続いて、引落し処理部15cは、優先順序が設定されている口座が残存するか否かを判定し(ステップS1105)、その結果、優先順序が設定されている口座が残存する場合(ステップS1105肯定)には、次の優先順序の貯玉口座内の残高を確認対象と決定する(ステップS1106)。
例えば、所属貸出レートが4円コーナーと特定されている時には、第1優先である4円口座から第2優先である1円口座の順に残高確認の対象と決定され、また、所属貸出レートが1円コーナーと特定されている時には、第1優先である1円口座だけが残高確認の対象と決定される。なお、貯玉残高と比較する引落し数は、所属貸出レートに対応した引落し数であるため、比較する貯玉口座が所属貸出レートでないならば、比較対象の貸出レートに引落し数を換算して正しい再プレイ対価を算出する必要がある。
このとき、確認対象とした貯玉口座に再プレイ対価以上の貯玉残高が存在すれば(ステップS1107肯定)、引落し処理部15cは、当該貯玉口座から再プレイ対価を減算し(ステップS1108)、CRユニット30a又は30bに引落し完了応答を行い(ステップS1109)、処理を終了する。なお、引落し処理を行う際には、引落し対象の貯玉口座が所属貸出レートと異なるならば、所属貸出レートの引落し数を引落し対象の貯玉口座の貸出レートに換算してから引き落とす振替引落しを行う必要がある。

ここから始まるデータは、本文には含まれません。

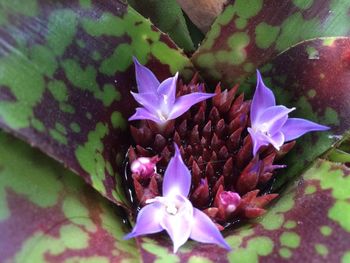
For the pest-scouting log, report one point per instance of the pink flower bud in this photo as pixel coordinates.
(229, 201)
(144, 166)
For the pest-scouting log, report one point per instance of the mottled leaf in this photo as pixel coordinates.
(314, 77)
(249, 33)
(65, 76)
(203, 12)
(168, 17)
(309, 223)
(48, 214)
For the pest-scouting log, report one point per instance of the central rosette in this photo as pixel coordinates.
(228, 146)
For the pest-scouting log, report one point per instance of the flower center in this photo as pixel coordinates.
(171, 209)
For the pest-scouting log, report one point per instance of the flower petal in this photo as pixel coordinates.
(259, 140)
(272, 119)
(277, 140)
(145, 79)
(148, 100)
(183, 103)
(295, 127)
(205, 231)
(262, 99)
(179, 225)
(148, 220)
(143, 114)
(167, 91)
(177, 178)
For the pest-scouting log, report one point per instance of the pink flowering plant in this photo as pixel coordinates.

一方、確認対象とした貯玉口座に再プレイ対価以上の貯玉残高が存在しなければ(ステップS1107否定)、引落し処理部15cは、優先順序が設定されている貯玉口座内に再プレイ対価以上の貯玉残高が存在することを確認するか、もしくは優先順序が設定されている口座がなくなるまで(ステップS1107肯定又はS1105否定)、上記したステップS1105〜S1107の処理を繰り返し行う。なお、優先順序が設定されている口座がなくなった場合(ステップS1105否定)には、CRユニット30a又は30bに残高NG応答が行われる(ステップS1110)。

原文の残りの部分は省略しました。